Joanne looked down at her daughter and knew any further argument would be fruitless. “One more,” she whispered. Instead of whooping with joy as Joanne half-expected, Megan only smiled and led her mother by the hand, out across the grass, like so many children were doing on similar lawns along the street.
* * *
Megan heard the thing talking to her mother, convincing her to buy another doll. She screamed from under the bed, “Mommy! Don’t buy one! She’s not me! Don’t buy one!” Her words never sounded, never made it past Megan’s own plastic doll mind. As she had been doing all day, the girl tried moving her arms, turn herself over, but the arms were fixed, immovable. She could think, could feel her skin on the dusty floor. But none of it felt right.
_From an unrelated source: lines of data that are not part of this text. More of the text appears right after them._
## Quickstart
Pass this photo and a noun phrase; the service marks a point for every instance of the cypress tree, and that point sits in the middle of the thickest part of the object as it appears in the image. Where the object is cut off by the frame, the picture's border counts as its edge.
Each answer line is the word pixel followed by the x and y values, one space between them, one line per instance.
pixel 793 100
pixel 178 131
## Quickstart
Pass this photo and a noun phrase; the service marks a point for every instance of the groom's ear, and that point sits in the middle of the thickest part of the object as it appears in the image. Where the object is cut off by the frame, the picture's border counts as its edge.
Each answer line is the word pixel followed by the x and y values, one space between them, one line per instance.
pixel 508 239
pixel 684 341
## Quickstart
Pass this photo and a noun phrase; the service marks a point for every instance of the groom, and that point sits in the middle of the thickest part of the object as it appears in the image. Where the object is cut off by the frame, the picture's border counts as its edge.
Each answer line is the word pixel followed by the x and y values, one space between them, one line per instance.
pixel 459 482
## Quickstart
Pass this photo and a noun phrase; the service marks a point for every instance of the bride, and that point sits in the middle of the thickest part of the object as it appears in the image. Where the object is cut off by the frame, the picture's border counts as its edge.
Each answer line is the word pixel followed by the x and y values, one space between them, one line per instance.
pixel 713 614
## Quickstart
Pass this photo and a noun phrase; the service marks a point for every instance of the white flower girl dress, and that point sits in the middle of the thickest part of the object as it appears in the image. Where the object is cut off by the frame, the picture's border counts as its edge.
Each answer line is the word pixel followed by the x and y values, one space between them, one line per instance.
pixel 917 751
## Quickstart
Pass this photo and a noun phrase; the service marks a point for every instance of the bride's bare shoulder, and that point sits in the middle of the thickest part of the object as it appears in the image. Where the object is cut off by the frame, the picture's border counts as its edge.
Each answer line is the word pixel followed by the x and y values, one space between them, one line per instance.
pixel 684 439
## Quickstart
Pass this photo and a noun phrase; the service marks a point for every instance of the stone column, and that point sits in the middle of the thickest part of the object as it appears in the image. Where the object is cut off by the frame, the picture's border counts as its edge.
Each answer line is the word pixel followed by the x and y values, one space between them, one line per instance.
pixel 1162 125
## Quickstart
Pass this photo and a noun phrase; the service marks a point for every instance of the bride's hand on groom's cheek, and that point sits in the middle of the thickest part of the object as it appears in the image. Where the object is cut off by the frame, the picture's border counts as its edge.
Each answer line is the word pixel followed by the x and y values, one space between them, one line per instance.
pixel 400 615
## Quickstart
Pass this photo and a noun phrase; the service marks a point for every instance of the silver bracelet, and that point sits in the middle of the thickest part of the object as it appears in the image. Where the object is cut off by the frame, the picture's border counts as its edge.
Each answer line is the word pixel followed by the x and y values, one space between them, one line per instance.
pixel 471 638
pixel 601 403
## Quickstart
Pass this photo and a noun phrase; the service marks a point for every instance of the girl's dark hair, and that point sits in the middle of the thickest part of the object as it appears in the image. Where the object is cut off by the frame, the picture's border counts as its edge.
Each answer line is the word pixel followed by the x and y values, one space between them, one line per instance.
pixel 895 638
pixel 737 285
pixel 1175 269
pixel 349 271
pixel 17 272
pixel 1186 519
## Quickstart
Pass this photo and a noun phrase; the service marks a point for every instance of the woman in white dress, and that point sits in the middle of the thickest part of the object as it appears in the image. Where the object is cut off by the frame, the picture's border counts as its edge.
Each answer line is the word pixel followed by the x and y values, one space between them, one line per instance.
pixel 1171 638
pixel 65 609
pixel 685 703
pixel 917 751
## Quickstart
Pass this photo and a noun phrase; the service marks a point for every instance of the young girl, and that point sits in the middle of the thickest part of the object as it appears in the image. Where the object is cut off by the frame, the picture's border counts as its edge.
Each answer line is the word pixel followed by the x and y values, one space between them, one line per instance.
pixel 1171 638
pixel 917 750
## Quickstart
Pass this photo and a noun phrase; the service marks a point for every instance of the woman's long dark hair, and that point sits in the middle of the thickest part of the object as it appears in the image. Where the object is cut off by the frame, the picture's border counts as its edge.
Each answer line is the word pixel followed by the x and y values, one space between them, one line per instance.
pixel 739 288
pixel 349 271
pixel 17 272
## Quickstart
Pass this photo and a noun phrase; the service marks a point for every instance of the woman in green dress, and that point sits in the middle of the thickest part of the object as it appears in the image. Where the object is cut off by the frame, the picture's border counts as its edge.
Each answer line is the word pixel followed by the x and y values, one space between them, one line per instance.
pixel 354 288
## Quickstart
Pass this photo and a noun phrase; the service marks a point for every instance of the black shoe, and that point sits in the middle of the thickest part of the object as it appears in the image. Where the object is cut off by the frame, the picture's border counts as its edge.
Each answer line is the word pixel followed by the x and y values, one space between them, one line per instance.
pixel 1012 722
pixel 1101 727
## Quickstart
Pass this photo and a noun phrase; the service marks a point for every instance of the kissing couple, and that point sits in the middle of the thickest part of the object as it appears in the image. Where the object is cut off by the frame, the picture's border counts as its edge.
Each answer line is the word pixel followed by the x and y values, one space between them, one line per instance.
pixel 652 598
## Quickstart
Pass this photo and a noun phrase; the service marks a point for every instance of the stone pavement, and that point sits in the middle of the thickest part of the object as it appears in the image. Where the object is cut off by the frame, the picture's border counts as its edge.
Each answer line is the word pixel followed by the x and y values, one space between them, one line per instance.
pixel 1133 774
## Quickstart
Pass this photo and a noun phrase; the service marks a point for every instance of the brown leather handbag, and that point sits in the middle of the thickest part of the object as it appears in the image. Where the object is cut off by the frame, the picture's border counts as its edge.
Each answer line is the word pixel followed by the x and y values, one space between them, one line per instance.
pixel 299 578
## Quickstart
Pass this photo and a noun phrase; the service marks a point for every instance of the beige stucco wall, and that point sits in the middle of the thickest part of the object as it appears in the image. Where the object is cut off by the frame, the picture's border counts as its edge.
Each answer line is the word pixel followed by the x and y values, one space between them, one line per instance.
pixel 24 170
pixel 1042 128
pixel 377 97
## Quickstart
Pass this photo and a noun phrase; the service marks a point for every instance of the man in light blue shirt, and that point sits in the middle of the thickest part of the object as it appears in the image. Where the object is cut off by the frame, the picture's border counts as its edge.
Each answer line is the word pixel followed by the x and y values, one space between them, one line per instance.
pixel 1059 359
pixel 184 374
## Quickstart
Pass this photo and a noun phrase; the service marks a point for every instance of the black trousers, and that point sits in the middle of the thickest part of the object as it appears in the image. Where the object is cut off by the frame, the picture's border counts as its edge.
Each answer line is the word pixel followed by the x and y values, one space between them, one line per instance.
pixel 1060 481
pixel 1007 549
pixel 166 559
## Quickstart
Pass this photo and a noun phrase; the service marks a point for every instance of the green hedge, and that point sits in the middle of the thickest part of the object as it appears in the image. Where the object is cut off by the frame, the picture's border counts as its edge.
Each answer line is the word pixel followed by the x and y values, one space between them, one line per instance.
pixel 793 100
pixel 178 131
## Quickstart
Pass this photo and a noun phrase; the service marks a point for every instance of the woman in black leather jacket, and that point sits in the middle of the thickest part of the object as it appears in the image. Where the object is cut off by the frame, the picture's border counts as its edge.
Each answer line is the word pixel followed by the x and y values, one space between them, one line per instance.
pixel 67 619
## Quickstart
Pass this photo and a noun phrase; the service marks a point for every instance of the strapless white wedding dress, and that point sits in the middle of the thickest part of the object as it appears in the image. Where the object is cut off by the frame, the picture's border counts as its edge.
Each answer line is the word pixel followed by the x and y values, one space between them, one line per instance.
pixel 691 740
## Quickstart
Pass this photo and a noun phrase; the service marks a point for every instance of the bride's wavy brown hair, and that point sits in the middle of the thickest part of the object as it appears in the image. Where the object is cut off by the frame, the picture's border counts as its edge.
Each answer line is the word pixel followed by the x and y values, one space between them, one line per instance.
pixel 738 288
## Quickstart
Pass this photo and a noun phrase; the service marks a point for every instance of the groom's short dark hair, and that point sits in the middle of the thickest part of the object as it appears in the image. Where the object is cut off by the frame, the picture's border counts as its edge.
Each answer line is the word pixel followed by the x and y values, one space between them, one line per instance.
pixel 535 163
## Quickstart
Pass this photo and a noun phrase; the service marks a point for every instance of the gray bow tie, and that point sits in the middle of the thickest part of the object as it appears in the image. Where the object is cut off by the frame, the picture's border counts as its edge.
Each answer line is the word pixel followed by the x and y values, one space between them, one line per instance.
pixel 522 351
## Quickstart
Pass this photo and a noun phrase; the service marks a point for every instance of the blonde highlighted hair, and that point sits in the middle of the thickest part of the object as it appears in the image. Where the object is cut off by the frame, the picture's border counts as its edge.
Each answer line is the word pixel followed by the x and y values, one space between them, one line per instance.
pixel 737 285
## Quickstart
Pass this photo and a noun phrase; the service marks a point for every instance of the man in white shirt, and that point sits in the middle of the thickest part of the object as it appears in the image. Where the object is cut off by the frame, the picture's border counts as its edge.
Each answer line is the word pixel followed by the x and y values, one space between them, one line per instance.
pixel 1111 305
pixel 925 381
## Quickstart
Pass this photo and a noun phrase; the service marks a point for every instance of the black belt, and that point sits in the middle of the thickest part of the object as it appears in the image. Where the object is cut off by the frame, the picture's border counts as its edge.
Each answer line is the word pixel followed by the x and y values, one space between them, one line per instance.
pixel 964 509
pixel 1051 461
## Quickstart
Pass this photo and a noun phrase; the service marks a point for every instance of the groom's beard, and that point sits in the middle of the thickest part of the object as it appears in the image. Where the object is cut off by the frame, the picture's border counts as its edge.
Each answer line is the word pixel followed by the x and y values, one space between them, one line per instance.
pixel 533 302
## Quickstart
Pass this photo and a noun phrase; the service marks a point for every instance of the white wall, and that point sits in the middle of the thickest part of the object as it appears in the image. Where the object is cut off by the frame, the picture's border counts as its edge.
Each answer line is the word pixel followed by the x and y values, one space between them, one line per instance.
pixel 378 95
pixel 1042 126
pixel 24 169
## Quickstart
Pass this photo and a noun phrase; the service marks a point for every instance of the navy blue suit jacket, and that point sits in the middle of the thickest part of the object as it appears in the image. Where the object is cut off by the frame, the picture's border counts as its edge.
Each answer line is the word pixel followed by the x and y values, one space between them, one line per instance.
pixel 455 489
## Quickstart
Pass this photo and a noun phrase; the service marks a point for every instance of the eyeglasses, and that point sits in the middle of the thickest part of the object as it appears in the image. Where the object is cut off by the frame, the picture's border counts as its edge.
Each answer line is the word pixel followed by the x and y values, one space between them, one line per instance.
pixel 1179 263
Her head was turned to one side. A chubby, plastic doll arm stretched away, one finger pointing across the room. A tiny mote of dust stretched web-like between Megan’s new hand and the floor.
“This isn’t my hand,” she sobbed. She heard the thing and her mother go outside. Megan wanted to scream again, but knew it wouldn’t do any good. No one could hear her. When she cried, no tears fell from her glassy blue eyes.
* * *
“Coming to bed?” Joanne leaned on the door frame.
William looked up, startled. “What? Oh.... no. Not yet. I want to stay up and watch the news.”